Par ailleurs, il ne faut pas oublier qu'il faut encore qualifier l'auteur de
professionnel au sens du droit de la consommation, ce qui suppose, me
semble-t-il, une activié commerciale et un comportement commercial vis-à-vis
du licencié. Si on prend l'hyptothèse d'une distribution GNU/Linux,
n'oublions que la GPL prévoit que le contrat est passé entre l'auteur
lui-même et le licencié. Ainsi, le licencié qui distribue des logiciels
n'est pas impliqué dans la relation. Connaissez-vous beaucoup d'auteur de
logiciel libre - sous GNU GPL - ayant un comportement commercial (attitude
spéculative et régulière) vis-à-vis de leur licencié ?

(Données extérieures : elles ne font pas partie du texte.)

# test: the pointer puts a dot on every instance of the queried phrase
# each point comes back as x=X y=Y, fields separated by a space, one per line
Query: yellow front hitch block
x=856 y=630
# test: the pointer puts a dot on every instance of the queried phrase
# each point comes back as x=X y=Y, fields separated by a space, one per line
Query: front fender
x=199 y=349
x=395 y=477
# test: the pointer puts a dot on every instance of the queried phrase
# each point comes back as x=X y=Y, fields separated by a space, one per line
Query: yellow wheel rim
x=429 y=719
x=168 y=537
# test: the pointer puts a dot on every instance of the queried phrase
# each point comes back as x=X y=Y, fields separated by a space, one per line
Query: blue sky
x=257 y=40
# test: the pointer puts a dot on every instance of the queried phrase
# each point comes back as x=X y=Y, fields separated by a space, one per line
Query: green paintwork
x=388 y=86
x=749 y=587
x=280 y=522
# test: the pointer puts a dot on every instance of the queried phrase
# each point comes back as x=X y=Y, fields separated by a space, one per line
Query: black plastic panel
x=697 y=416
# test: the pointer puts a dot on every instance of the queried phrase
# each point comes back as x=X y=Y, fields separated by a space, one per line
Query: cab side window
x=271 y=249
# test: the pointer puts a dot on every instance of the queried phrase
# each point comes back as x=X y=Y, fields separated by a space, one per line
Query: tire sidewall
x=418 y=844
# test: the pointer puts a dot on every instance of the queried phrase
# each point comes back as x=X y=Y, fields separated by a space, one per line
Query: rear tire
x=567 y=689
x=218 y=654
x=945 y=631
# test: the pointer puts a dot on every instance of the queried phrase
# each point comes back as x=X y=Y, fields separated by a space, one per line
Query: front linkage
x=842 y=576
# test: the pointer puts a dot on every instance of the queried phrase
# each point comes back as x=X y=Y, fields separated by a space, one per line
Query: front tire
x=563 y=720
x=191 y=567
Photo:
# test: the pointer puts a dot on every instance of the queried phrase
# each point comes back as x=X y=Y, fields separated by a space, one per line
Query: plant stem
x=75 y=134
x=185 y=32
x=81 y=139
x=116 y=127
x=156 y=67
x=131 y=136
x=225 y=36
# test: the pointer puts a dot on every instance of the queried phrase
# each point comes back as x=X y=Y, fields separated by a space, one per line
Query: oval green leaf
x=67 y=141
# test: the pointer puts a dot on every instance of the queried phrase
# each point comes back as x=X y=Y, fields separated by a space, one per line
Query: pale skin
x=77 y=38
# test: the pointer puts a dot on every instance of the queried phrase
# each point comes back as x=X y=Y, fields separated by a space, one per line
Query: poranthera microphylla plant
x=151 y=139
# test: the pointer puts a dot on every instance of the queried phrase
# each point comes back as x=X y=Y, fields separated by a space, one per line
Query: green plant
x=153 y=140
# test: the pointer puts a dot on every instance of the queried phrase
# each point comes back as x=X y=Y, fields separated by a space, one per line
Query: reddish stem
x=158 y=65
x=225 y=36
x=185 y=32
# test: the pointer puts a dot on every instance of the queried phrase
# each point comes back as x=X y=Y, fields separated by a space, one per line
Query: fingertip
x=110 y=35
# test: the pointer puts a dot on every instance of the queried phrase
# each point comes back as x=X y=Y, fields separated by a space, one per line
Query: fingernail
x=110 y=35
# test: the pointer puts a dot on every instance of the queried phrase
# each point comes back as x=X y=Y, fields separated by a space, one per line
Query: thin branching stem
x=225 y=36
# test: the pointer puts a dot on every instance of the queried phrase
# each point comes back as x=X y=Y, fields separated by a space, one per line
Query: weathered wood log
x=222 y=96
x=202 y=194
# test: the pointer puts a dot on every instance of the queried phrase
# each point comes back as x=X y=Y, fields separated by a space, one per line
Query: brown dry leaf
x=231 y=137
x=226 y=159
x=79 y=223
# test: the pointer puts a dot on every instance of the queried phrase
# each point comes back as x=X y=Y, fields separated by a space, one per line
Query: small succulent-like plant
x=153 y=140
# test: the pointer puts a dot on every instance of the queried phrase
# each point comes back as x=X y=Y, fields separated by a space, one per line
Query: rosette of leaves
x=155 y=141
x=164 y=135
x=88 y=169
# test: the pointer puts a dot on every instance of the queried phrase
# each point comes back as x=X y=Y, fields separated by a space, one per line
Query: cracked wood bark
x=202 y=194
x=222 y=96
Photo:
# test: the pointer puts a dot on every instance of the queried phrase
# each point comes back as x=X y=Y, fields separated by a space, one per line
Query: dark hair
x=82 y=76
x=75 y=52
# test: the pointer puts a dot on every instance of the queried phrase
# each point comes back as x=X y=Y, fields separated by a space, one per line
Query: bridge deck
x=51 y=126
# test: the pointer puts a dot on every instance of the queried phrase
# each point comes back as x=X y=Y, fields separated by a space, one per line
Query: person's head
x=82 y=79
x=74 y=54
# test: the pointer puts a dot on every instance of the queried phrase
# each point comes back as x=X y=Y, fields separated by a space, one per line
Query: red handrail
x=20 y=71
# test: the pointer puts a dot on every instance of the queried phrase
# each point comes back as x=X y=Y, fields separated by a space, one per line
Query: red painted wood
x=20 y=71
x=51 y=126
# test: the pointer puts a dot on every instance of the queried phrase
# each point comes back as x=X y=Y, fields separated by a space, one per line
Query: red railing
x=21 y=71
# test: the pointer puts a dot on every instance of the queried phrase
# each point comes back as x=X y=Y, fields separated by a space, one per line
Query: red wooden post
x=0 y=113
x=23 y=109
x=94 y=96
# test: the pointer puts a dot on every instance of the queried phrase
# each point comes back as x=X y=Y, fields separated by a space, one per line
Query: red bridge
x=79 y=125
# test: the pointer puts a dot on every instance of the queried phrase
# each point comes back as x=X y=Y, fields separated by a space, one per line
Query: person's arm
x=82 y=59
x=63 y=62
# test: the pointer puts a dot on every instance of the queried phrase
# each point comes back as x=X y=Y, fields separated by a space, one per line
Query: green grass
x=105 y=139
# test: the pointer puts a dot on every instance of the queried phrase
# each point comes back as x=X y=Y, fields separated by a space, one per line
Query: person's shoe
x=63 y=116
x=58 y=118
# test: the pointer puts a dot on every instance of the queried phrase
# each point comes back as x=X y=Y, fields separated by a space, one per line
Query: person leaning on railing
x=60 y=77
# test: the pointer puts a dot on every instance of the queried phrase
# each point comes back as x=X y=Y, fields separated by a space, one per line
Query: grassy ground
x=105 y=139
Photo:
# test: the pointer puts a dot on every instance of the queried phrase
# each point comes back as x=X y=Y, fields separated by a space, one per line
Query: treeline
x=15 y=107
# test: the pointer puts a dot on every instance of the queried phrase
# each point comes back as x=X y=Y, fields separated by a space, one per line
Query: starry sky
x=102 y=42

Enfin, il faut également considérer que le logiciel est un produit au sens
de l'article 1386-3 du Code civil ce qui ne me semble pas évident  puisqu'
"est produit tout bien meuble, même s'il est incorporé dans un immeuble, y
compris les produits du sol, de l'élevage, de la chasse et de la pêche.
L'électricité est considérée comme un produit."(article 1386-3 du Code
civil ). Cette définition laisse supposer qu'il s'agit plutôt des biens
corporels qui sont visés ( ce qui justifie la précision pour l'électricité).
Néanmoins, attendons une décision d'un juge sur les logiciels pour le
savoir, sachant les conditions que doivent remplir un dommage pour être dans
le champ d'application de la loi, on peut vraisemblablement attendre
longtemps.

>
> Ces limitations à la validité des clauses exclusives de
> responsabilité sont applicables à un logiciel fournit
> sous licence GPL, comme à un logiciel propriétaire.
> ***</citation>***
>
> Qu'en pensez-vous?
>

Donc, cette clause me semble parfaitement valable à la fois juridiquement et
également car la plupart des limitations exposées par Maitre Valérie
Sédallian n'a de possibilité pratique de se réaliser. En ce qui concerne les
logiciels propriétaires, comme il s'agit d'un droit d'utilisation qui est
concédé, dès lors la plupart des exceptions que Maitre Valérie Sédallian
cite ci-dessus me semblent valables et applicables.